El día, no obstante, era largo y aún restaban dos complejas decisiones que tomar: qué hacer, no ya con los tribunos, a los que habían exonerado de culpa, sino de qué forma tratar a los legionarios supervivientes a Cannae y si pagar o no el rescate por los prisioneros que estaban ahora en manos de los cartagineses. Dos decisiones difíciles en las que el Senado dudaba entre obrar con mesura y tiento o bien actuar de forma enérgica y sin lugar a enmienda. Fue en este debate, salvada ya la difícil posición de su hijo, cuando Quinto Fabio Máximo se alzó de nuevo y se hizo escuchar por todos los senadores de Roma.
—Como veis, hoy he permanecido en silencio largo tiempo —comenzó el viejo senador—; además, cuando las decisiones que se han tomado han sido todas ellas sabias y tomadas con firmeza no había lugar para mis comentarios, pero veo que ahora el Senado duda. El Senado ahora no sabe bien qué hacer con los que han sido derrotados, con los que han traído a Roma la mayor de las humillaciones. Y me sorprendo. ¿Cómo dudar ante quien ha traído la vergüenza sobre nuestra ciudad? ¿Es que acaso vamos a premiar con agasajos a los que se han dejado vencer doblando en número al enemigo? ¿Es así como hemos de animar a los nuevos soldados que estamos alistando en las legiones? «No pasa nada; luchad si queréis, si os place, pero si tenéis miedo, si el temor os vence, no dudéis, escapad, marchad y refugiaos, que Roma luego os premiará por vuestra cobardía». ¿Es eso lo que deseáis que se difunda desde aquí hoy? ¿Y esperáis luego que los nuevos legionarios defiendan la ciudad, especialmente aquellos que son esclavos o reos de muerte? ¿Qué disciplina vamos a encontrar en esos hombres con un gobierno que perdona a los débiles y cobardes en el campo de batalla?

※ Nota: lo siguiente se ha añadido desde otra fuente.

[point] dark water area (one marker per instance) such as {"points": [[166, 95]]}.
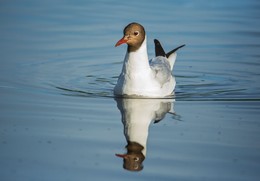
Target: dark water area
{"points": [[59, 119]]}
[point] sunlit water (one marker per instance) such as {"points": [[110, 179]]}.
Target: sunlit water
{"points": [[59, 119]]}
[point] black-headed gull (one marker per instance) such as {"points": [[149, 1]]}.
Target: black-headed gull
{"points": [[141, 77]]}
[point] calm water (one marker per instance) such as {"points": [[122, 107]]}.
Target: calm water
{"points": [[60, 121]]}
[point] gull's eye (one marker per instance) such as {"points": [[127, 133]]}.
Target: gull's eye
{"points": [[136, 33]]}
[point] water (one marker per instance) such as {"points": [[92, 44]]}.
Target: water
{"points": [[60, 121]]}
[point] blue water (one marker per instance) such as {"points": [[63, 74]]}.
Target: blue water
{"points": [[59, 119]]}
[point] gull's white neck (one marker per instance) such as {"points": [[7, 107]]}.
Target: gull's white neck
{"points": [[137, 61]]}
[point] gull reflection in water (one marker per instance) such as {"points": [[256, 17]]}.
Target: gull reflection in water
{"points": [[137, 115]]}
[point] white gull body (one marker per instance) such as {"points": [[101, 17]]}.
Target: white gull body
{"points": [[143, 78]]}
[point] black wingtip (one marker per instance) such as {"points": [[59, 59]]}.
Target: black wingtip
{"points": [[174, 50], [158, 48]]}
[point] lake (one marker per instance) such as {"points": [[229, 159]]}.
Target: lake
{"points": [[59, 119]]}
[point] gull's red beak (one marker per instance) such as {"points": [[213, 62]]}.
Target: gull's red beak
{"points": [[121, 41], [121, 155]]}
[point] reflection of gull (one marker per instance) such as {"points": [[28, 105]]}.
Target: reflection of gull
{"points": [[137, 114]]}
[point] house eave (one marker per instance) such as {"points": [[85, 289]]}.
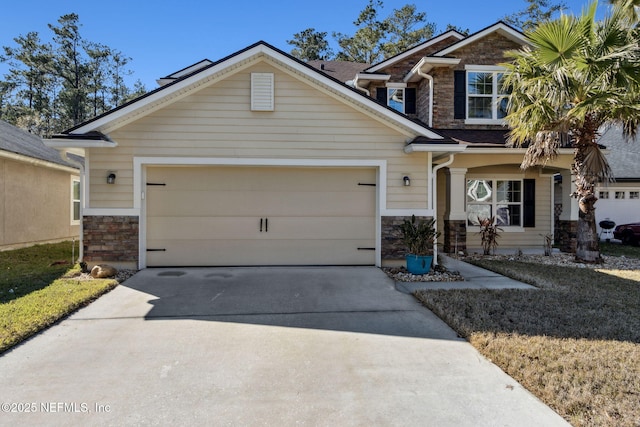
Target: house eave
{"points": [[426, 64], [436, 147], [77, 145]]}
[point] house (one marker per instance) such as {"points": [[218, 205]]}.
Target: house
{"points": [[619, 201], [39, 191], [261, 159]]}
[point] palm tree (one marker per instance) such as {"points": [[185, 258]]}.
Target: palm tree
{"points": [[630, 8], [577, 76]]}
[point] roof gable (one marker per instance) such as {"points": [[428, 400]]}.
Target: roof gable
{"points": [[210, 73], [422, 46], [499, 27]]}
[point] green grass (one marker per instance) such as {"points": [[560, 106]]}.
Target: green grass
{"points": [[36, 290], [575, 342]]}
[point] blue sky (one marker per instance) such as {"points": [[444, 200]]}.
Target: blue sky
{"points": [[165, 36]]}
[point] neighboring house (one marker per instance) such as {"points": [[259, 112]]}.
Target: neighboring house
{"points": [[39, 192], [261, 159], [619, 201]]}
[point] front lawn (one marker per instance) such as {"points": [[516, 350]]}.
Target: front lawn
{"points": [[38, 287], [574, 343]]}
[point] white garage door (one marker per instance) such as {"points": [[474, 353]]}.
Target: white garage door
{"points": [[210, 216]]}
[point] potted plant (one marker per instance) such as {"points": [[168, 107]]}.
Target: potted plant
{"points": [[489, 233], [419, 238]]}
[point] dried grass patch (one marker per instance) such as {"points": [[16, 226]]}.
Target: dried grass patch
{"points": [[574, 343]]}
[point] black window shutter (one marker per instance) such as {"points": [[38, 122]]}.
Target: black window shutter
{"points": [[381, 95], [459, 94], [529, 203], [410, 100]]}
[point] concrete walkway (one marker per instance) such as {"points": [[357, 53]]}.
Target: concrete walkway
{"points": [[474, 278], [263, 347]]}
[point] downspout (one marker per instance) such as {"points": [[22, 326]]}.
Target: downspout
{"points": [[430, 78], [80, 166], [434, 200]]}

Fabio Máximo guardó silencio. Nadie osó responder a sus preguntas. Él tampoco esperaba respuesta alguna. Continuó:
—Sé que dudáis pensando en el bien de Roma. Tenemos pocos recursos, hemos tenido que recurrir a jóvenes de diecisiete años, a esclavos y hasta a convictos para poder plantear una defensa capaz ante el enemigo y por eso pensáis, reflexionáis, dudáis al fin de actuar como se debe, pero yo os digo: estáis equivocados. Estimáis que dos legiones pueden sernos de mucho servicio en una situación tan extrema como la que nos encontramos hoy día, pero yo afirmo de nuevo que os equivocáis los que así pensáis. Roma no combate con vencidos. Roma no necesita a derrotados. La gloria, la fuerza de Roma se sustenta sobre el valor de nuestras legiones, no sobre los que huyen en el campo de batalla. Estos legionarios no habrían encontrado siquiera el camino de vuelta si no es por el mando de los tribunos a los que habéis perdonado haciendo gala de una enorme magnanimidad. Es correcto salvar al que está dotado para el mando en las situaciones comprometidas, pero es erróneo dar más oportunidades a los que siendo su función combatir, son incapaces de hacerlo con honor. Preferiría combatir con los legionarios muertos caídos en batalla que con los que se han salvado. Además, habláis de dos legiones cuando lo que tenemos son pequeños grupos de unidades, de manípulos que se han reagrupado de forma inconexa. Lo que tenemos aquí, lo que estamos juzgando es escoria de Roma, miseria que ha sido derrotada, humillada. No merecen seguir combatiendo por Roma. Si tuviéramos el tiempo y las condiciones para ello, me plantearía seriamente considerar la pena capital para todos y cada uno de esos legionarios vencidos, pero como no tenemos ni el tiempo ni los recursos adecuados para dar ese castigo ejemplar, propongo que nos defendamos con las nuevas legiones de jóvenes romanos valientes, con las legiones urbanae, con los esclavos y los convictos y que se destierre para siempre de Roma a los vencidos en Cannae, que se les destierre a Sicilia y que allí, si valen de algo, defiendan nuestros intereses y los de sus familias deshonradas, pero que nunca jamás, nunca, regresen a Roma o al menos que no se les permita regresar hasta que el cartaginés haya sido derrotado de forma absoluta y Cartago sometida a Roma. Yo declaro a estos supervivientes como legiones vencidas, legiones malditas.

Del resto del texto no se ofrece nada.